Incubation buffer (0.5 % BSA from Thermo Fisher Scientific, 0.5 % Tween 20 in PBS pH 7) was used as dilution medium. For the standard curve, a 1:2 dilution series starting from 4 ng/ml to 3.9 pg/ml rBet v 4 was prepared. Samples contained birch pollen extract and rBet v 4 either alone or in combination. For the evaluation of robustness towards potentially interfering chemicals, phenol and glycerol were added to the incubation buffer in varying ratios.

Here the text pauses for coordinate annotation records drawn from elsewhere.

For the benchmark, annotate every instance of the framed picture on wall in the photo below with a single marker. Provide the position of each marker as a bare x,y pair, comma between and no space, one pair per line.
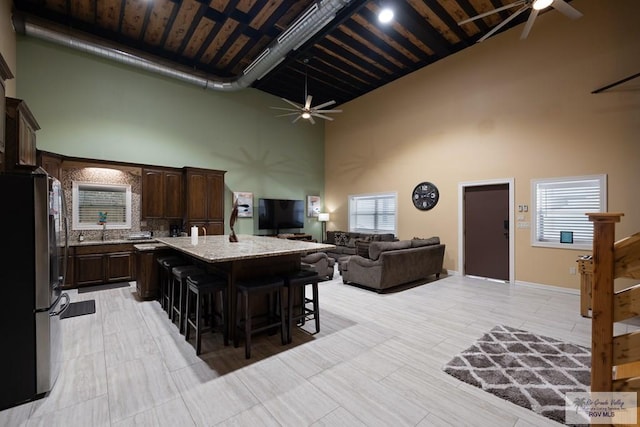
245,203
313,206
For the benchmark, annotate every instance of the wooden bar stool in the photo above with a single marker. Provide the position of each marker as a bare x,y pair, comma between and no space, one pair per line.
166,282
246,291
179,292
201,293
164,275
297,282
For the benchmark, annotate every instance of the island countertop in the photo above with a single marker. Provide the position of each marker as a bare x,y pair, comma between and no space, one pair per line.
218,248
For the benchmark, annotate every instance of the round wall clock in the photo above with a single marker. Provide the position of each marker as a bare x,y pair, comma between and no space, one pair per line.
425,196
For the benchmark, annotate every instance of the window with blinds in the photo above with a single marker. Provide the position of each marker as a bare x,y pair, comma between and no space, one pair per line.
373,213
95,205
561,204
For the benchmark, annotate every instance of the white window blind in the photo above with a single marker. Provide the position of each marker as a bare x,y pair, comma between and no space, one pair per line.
373,213
561,204
90,200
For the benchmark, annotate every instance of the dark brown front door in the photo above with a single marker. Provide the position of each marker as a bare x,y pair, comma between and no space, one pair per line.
486,231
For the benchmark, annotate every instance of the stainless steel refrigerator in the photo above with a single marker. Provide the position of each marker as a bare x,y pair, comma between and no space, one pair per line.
32,267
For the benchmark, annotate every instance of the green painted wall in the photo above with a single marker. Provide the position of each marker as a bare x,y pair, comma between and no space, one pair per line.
94,108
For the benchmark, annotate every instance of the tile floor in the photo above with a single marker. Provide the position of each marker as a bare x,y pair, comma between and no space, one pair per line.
377,362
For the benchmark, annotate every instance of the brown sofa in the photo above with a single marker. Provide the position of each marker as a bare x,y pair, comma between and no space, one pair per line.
351,243
394,263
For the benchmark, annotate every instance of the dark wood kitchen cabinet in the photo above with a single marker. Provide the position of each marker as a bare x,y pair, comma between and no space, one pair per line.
204,199
52,163
20,133
5,74
162,193
103,263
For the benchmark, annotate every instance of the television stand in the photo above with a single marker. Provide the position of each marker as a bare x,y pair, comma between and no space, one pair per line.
295,236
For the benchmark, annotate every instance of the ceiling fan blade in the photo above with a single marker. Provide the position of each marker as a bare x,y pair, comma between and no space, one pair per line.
322,116
287,114
567,10
326,111
284,109
529,24
503,23
298,106
491,12
326,104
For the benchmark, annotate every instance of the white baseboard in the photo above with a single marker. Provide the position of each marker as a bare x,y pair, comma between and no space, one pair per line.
529,284
548,287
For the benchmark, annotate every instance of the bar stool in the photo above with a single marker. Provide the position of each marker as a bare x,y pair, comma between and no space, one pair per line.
179,292
299,280
203,289
163,278
166,281
246,290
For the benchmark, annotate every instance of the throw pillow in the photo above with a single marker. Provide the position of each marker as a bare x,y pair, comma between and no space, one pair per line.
341,239
417,242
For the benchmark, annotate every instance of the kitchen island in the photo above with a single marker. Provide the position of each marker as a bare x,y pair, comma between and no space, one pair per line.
218,249
251,256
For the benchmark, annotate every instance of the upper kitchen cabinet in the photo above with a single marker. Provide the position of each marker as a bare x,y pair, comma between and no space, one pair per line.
52,163
5,74
204,199
20,132
162,193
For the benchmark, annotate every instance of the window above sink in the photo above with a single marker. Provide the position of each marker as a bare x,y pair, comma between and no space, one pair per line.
97,206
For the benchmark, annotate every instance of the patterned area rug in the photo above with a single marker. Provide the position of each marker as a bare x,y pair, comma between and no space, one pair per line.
530,370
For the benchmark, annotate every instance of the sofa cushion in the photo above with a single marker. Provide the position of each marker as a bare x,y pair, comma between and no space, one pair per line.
384,237
341,238
351,243
362,247
417,242
376,248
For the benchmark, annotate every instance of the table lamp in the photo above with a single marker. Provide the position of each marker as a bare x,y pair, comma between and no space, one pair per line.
323,217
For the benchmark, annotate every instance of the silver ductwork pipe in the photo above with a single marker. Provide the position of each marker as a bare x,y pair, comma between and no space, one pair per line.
302,29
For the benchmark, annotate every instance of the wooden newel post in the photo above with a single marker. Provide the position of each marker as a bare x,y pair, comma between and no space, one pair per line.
602,309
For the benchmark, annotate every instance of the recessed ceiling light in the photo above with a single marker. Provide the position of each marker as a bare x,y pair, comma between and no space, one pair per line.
385,15
541,4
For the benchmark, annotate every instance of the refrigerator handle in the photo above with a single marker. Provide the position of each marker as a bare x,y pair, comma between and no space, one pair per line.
66,239
64,306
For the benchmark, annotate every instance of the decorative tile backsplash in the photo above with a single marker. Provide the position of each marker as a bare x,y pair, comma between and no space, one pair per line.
111,176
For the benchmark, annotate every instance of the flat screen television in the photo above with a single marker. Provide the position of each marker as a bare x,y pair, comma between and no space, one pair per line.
280,214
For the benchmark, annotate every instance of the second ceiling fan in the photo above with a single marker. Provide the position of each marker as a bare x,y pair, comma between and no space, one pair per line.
306,111
535,5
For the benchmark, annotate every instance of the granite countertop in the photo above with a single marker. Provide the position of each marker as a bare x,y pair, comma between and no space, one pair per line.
143,247
109,242
219,249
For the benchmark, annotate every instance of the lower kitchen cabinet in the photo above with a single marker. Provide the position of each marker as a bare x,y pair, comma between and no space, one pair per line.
103,263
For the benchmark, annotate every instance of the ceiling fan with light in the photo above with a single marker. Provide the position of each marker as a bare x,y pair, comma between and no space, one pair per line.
535,5
306,111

Bet v 4-specific sandwich ELISA

The development and validation of the Bet v 4 ELISA was performed in accordance with common guidelines and recommendations [3638] and according to the rules of the quality assurance system of the Paul-Ehrlich-Institut (PEI). Nunc MaxiSorp microtiter plates were coated with 200 ng of the isotype-specific primary capture antibody rat anti-mouse IgG2a (Becton Dickinson Pharmingen) in 100 μl/well PBS, pH 7, and incubated overnight at 4 °C. After three washes (300 μl/well, 0.05 % Tween 20 in PBS), plates were blocked with 1.5 % BSA (Thermo Fisher Scientific) in PBS for 30 min at RT and washed again. Five nanograms of Bet v 4-specific mAb was immobilized by incubating 100 μl/well mP49 cell culture supernatant in the incubation buffer for 1 h at RT under agitation. The reference and samples diluted in incubation buffer (100 μl) were added and incubated for 1 h under agitation. Anti-Bet v 4 rabbit serum diluted 1:16,000 (100 μl) in incubation buffer was added and incubated for 1 h under agitation. Detection was performed with 100-μl/well HRP-conjugated anti-rabbit IgG diluted 1:30,000 in incubation buffer for 1 h at RT. Three washes were performed between all incubations.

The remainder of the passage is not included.